Okay. I want to note at the top that in discussing how we have never had "secure control" of our borders, I am relying heavily on some work done by Peter Andreas, a professor of political science at Brown University, who says "The unauthorized movement of people is an American tradition."
In fact, it started even before there was a US: In 1763, King George III prohibited colonists from moving west of the Appalachian Mountains to settle. The colonists simply ignored him.
In the 1780s, Congress passed ordinances with the idea of raising revenue, deterring squatters, and promoting orderly westward migration.
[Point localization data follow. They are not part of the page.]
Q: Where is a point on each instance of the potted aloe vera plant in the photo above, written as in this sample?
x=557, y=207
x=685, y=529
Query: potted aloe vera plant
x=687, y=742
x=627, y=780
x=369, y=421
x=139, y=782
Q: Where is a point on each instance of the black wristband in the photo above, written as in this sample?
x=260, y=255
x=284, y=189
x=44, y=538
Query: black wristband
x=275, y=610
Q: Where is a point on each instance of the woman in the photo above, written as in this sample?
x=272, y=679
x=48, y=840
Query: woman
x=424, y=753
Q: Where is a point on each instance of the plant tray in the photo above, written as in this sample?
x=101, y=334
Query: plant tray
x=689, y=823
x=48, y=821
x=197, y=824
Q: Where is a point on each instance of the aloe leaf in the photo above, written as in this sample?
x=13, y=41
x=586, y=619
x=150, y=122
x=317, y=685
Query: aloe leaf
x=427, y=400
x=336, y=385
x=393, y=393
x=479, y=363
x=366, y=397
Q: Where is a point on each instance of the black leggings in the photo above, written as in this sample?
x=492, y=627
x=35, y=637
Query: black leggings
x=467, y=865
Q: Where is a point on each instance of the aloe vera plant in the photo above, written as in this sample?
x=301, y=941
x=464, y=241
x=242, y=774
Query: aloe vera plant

But a flood of unlawful settlers undermined the plans to the point where in 1807 Congress passed The Intrusion Act, which criminalized illegal settlement and authorized fines and imprisonment. It didn't work. It didn't work so much what became Vermont and Maine were born of squatters.
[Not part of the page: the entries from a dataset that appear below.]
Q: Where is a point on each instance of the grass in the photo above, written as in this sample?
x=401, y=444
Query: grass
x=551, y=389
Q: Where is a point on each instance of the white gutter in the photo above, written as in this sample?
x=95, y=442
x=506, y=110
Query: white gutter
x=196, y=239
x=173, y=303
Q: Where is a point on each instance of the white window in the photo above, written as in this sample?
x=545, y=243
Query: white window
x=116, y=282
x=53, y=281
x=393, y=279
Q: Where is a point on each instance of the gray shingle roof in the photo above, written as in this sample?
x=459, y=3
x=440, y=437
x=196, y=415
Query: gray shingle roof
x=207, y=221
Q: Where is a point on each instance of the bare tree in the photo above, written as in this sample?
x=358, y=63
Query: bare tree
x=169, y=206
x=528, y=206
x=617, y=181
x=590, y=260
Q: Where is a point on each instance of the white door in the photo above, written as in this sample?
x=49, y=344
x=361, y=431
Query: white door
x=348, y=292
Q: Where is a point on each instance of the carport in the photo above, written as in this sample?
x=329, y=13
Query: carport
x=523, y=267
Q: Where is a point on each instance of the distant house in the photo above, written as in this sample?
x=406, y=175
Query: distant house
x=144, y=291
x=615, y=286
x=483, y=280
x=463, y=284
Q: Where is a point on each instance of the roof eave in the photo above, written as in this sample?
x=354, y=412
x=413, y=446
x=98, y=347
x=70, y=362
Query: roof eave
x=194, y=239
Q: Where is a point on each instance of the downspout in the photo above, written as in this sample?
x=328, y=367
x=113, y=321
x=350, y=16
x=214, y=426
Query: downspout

That pattern repeated itself for decades: illegal settlement, intense (and sometimes violent) resistance to government authority, and finally official resignation to the facts on the ground. For example, the westward migration included European immigrants who entered the country legally but then settled illegally. Unable to deter or remove those settlers, Congress passed “preemption” acts in 1830 and 1841. These were essentially pardons for illegal settlement, providing legitimate land deeds at discounted prices.
I had previously mentioned the Chinese Exclusion Act of 1882, which barred the entry into the US of Chinese laborers. Turned away at ports of entry, Chinese immigrants simply went to Canada and came in through our northern border.
After the US successfully pressured Canada to deny entry to Chinese, the people-smuggling business moved south - to Mexico. The US-Mexico border already had a history as a route for smuggling goods in both directions; now, it became a gateway for smuggling people as well.
Significantly, Chinese immigrants were not the only “undesirables” coming in through Mexico. By the last decades of the 19th century, Lebanese, Greeks, Italians, Slavs, and Jews, all turned away at official ports of entry, slipped in from Mexican. Worries over these immigrants was so acute that when the US Border Patrol was created in 1924, its main target was Europeans.
So now we have the descendants of those "undesirables" being, in Andreas' phrase, "unremarkably American" while the Mexicans and Central Americans who were once encouraged as a source of cheap labor have become the undesirables du jour.
US borders today are more heavily policed, closely monitored, and difficult to cross than ever. And officials continue to dream of "secure borders" that never existed even as they are occasionally forced to face reality, as they did most recently in 1986 with, as I mentioned last time, a measure that enabled 2.6 million undocumented immigrants to obtain legal status.
Expecting people to stop coming is insane.
Expecting them to stop finding ways to get in is insane.
Expecting those already here to leave is insane.
Any sane immigration policy must start from those three undeniable facts.